Hydroxyapatite particles as drug carriers for proteins

Abstract

Recently, much attention has been paid to hydroxyapatite (HA) particles as protein drug carriers. HA is biological substance like tooth and bone, and HA has biodegradable and biocompatible property. Also HA has high affinity for versatile substances, such as proteins. The aim of this study was to prepare HA particles and to evaluate the effects of various experimental conditions on particles properties (i.e. shape and amount of protein adsorption to HA). HA particles were prepared by three methods including solvent diffusion methods, the method using sintering porous HA microgranules, and homogeneous precipitation method. Complicated spiky crystals were prepared by solvent diffusion method, whereas spherical amorphous agglomerates were prepared by sintering of porous HA granules. Spherical particles were obtained by homogeneous precipitation method and were well dispersed. The spherical particles were composed of minute spiky crystals. The temperature and time duration of the producing process and the amount of additives, such as urea and EDTANa 2, strongly affected the particle shape and size. When the production process is kept under low temperature, tiny crystals were not mutually sintered and also their aggregation was not deposited. Also, inhomogeneous crystal growth occurred when the reaction time was long. Addition of enough amount of EDTANa 2 to reaction solution made the small and spherical HA particles. Bovine serum albumin (BSA) or lysozyme hydrochloride (LSZ)-adsorbed HA particles were prepared.

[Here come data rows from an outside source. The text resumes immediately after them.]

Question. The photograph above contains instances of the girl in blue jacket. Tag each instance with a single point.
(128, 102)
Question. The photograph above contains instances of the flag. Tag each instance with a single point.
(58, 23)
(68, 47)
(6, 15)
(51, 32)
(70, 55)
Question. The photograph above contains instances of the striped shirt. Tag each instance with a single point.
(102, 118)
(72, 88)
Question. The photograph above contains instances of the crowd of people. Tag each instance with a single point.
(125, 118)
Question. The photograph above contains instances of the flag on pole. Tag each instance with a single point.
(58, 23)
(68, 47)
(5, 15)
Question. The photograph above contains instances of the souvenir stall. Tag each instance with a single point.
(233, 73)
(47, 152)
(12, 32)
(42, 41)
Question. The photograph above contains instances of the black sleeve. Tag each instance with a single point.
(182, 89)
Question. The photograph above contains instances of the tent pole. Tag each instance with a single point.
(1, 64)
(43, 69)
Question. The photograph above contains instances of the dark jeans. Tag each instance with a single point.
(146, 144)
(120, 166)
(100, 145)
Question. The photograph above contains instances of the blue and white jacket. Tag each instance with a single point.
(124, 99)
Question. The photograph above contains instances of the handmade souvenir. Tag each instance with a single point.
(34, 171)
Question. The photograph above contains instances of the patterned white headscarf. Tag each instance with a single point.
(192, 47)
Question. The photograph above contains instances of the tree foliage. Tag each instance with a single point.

The affinity of HA particles and release profile of proteins from the particles were evaluated. X-ray powder diffraction measurements suggested that the surface area ratio of a plane against total surface area of HA crystal became smaller by decreasing EDTANa 2 concentration. The surface of plane a is positively charged but that of plane c is negatively charged. HA particle size decreased as EDTANa 2 concentration increased. The amounts of BSA and LSZ adsorbing onto HA particle surface were different, since BSA was negatively charged and LSZ was positively charged in the solution. Therefore BSA seems to adsorb onto plane c, whereas LSZ adsorb onto plane a. The differences of the ratio of surface a plane against the total surface area of HA particles and particles size influenced the amount of protein adsorption. The sustained release of BSA and LSZ from HA particles were observed for two weeks.